![reader-dilemma]()
Writes Save the Date reader Stella:
I got engaged last weekend and couldn’t be happier. My dream would be to get married in upstate New York in October of next year, surrounded by beautiful foliage. The problem is, the majority of our friends and family members are from Long Island. My parents—who are paying for the wedding—think it’s inconsiderate to have a wedding where people would need to travel that far (two to three hours) but they’re OK with Montauk, New York, a beach town that's about 30 minutes closer than upstate. (So no pretty fall foliage.) They’re making me feel like if I have my wedding upstate, half my wedding guests won’t even show up.
In other annoying news, my brother recently got engaged and is planning to get married in September of next year. Or, a month before my dream month. Some of my family members have said I’m “crazy” to have my wedding right after his. They’re suggesting I wait another full year, so my wedding won’t be compared with his. (His budget is much higher than mine.)
The whole thing has already caused a rift between me and my mother and it hasn’t even been a week. The excitement of being engaged is already wearing off. So am I supposed to give up getting married where I want, in the month I want, and in the year I want? Should I let go of my idea dream wedding to keep the peace?
Here are my thoughts:
From where I’m standing, you have six options.
1) October 2015 in upstate New York. PROS: You get what you want on all counts. CONS: Your parents are pissed off. Your guests have to attend two weddings for one family in two months. A bunch of your guests might not attend. (I’m sort of inclined to file that under PROS, since you’ll save a bunch of money.)
2) October 2016 in upstate New York. PROS: You get your dream month and dream location. CONS: You have to wait an extra year to get married. Your parents are pissed off about the location. A bunch of your guests might not attend.
3) October 2015 in Montauk. PROS: You get your dream month and dream year. Your parents are happy about the location. CONS: You don’t get your dream location.
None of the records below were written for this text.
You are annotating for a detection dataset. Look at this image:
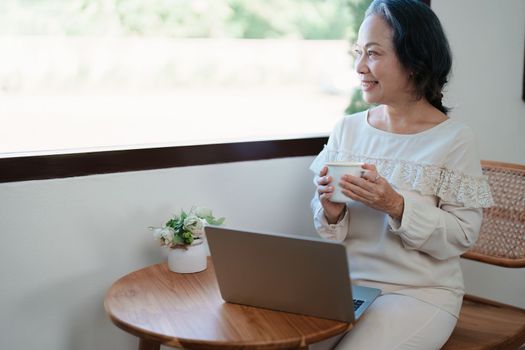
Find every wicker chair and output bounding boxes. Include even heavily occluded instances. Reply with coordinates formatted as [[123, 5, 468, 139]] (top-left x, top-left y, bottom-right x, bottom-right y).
[[443, 161, 525, 350]]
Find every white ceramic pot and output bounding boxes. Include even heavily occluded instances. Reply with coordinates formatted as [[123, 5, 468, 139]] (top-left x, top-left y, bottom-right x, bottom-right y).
[[168, 240, 208, 273]]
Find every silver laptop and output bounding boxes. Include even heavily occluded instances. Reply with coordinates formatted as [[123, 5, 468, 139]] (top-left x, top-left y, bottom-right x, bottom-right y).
[[206, 227, 381, 323]]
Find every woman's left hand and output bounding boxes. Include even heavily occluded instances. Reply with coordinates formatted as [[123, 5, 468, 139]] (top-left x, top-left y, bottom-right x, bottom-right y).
[[340, 164, 404, 220]]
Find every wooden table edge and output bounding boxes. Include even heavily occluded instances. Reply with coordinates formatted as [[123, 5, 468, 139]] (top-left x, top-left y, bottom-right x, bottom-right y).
[[104, 258, 353, 350]]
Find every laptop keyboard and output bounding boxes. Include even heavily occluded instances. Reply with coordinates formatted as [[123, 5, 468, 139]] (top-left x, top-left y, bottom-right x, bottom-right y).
[[354, 299, 365, 311]]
Your guests have to attend two weddings for one family in two months.
4) October 2016 in Montauk. PROS: You get your dream month, but a beachy wedding instead of a rustic country one. Your parents are happy on all counts. CONS: You have to wait to get married. You don’t get the location you want.
5) April 2016 in Montauk. PROS: Your parents and guests are happy. CONS: You give up everything you want, but you get married close-ish to your dream month without piggy-backing on your brother’s wedding.
6) April 2016 in upstate New York. PROS: You get your dream location. Your guests don’t have to attend two weddings for one family in two months. CONS: You give up your dream month. Your parents aren’t happy about the location.
I think option 3 is probably your best—getting married when you want but conceding on the location. Yes, a wedding upstate would be lovely, but I think you could also do rustic seaside wedding with an equally awesome vibe. Your parents will be happy that you’re not being bull-headed, which is nice, since they’re helping fund your wedding.
Yes, your family members will have to attend two weddings for one family in two months (and possibly closely spaced engagement parties, bridal showers, and rehearsal dinners too) but they’ll probably be grateful that they won’t have to spend a ton on travel. And if any or all of that is too much of a financial or time commitment, they can always bow out. Wedding invitations (and bridal shower invites, etc.) aren’t subpoenas, I like to say. They’re not obligated to attend any of it.
As far as being compared with your brother’s wedding goes, I wouldn’t sweat it. Every one of your guests at some point has probably been to a wedding far fancier and far less fancy than yours. If you and your groom are happy and relaxed and in love and having fun, that’s going to make a much more lasting impression than expensive centerpieces or a steak entree.
Ladies, what do you think? What should Stella do?